We can graph the MSE using the “validationplot” function with the argument “val.type” set to “MSEP”. The code is below.
validationplot(pcr.fit,val.type = "MSEP")
How many components to pick is subjective, however, there is almost no improvement beyond 13 so we will use 13 components in our prediction model and we will calculate the means squared error.
set.seed(777)
pcr.pred<-predict(pcr.fit,Mroz[test,],ncomp=13)

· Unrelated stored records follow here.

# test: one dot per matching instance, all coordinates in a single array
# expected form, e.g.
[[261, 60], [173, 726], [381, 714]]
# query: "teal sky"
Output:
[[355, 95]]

mean((pcr.pred-Mroz$income[test])^2)
## [1] 48958982
MSE is what you would use to compare this model to other models that you developed. Below is the performance of a least squares regression model
set.seed(777)
lm.fit<-lm(income~.,data=Mroz,subset=train)

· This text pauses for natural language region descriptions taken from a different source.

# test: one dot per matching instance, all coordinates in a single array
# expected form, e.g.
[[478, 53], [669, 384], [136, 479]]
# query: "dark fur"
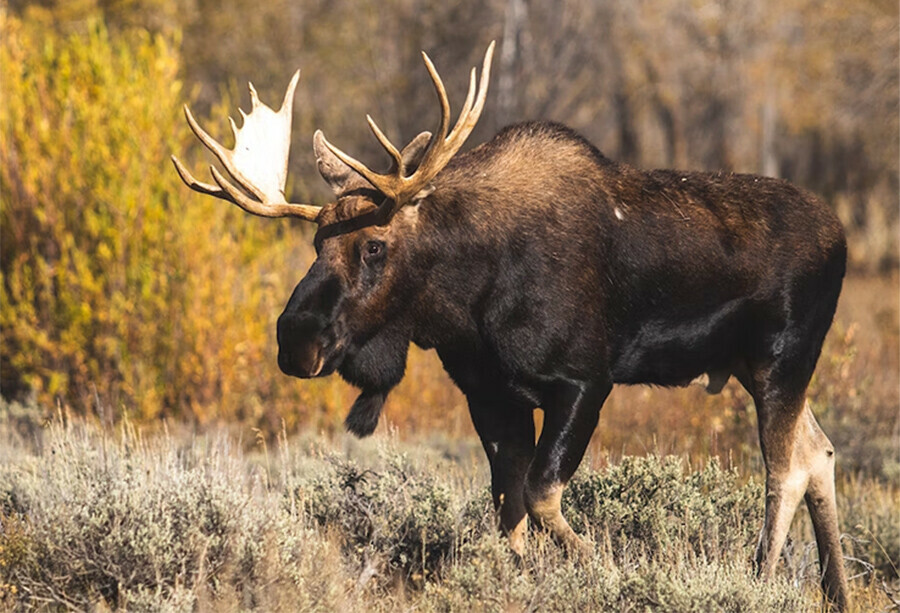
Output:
[[543, 273]]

lm.pred<-predict(lm.fit,Mroz[test,])
mean((lm.pred-Mroz$income[test])^2)
## [1] 47794472
If you compare the MSE the least squares model performs slightly better than the PCR one. However, there are a lot of non-significant features in the model as shown below.
summary(lm.fit)
##
## Call:
## lm(formula = income ~ ., data = Mroz, subset = train)
##
## Residuals:
## Min 1Q Median 3Q Max
## -27646 -3337 -1387 1860 48371
##
## Coefficients:
## Estimate Std. Error t value Pr(>|t|)
## (Intercept) -2.215e+04 3.987e+03 -5.556 5.35e-08 ***
## workno -3.828e+03 1.316e+03 -2.909 0.00385 **
## hoursw 3.955e+00 7.085e-01 5.582 4.65e-08 ***
## child6 5.370e+02 8.241e+02 0.652 0.51512
## child618 4.250e+02 2.850e+02 1.491 0.13673
## agew 1.962e+02 9.849e+01 1.992 0.04709 *
## educw 1.097e+02 2.276e+02 0.482 0.63013
## hearnw 9.835e+02 2.303e+02 4.270 2.50e-05 ***
## wagew 2.292e+02 2.423e+02 0.946 0.34484
## hoursh 6.386e+00 6.144e-01 10.394 < 2e-16 ***
## ageh -1.284e+01 9.762e+01 -0.132 0.89542
## educh 1.460e+02 1.592e+02 0.917 0.35982
## wageh 2.083e+03 9.930e+01 20.978 < 2e-16 ***
## educwm 1.354e+02 1.335e+02 1.014 0.31115
## educwf 1.653e+02 1.257e+02 1.315 0.18920
## unemprate -1.213e+02 1.148e+02 -1.057 0.29140
## cityyes -2.064e+02 7.905e+02 -0.261 0.79421
## experience -1.165e+02 5.393e+01 -2.159 0.03147 *
## ---
## Signif. codes: 0 '***' 0.001 '**' 0.01 '*' 0.05 '.' 0.1 ' ' 1
##
## Residual standard error: 6729 on 363 degrees of freedom
## Multiple R-squared: 0.7039, Adjusted R-squared: 0.69
## F-statistic: 50.76 on 17 and 363 DF, p-value: < 2.2e-16
Removing these and the MSE is almost the same for the PCR and least square models
set.seed(777)
lm.fit2<-lm(income~work+hoursw+hearnw+hoursh+wageh,data=Mroz,subset=train)
lm.pred2<-predict(lm.fit2,Mroz[test,])
mean((lm.pred2-Mroz$income[test])^2)
## [1] 47968996
Conclusion
Since the least squares model is simpler it is probably the superior model. PCR is strongest when there are a lot of variables involve and if there are issues with multicollinearity.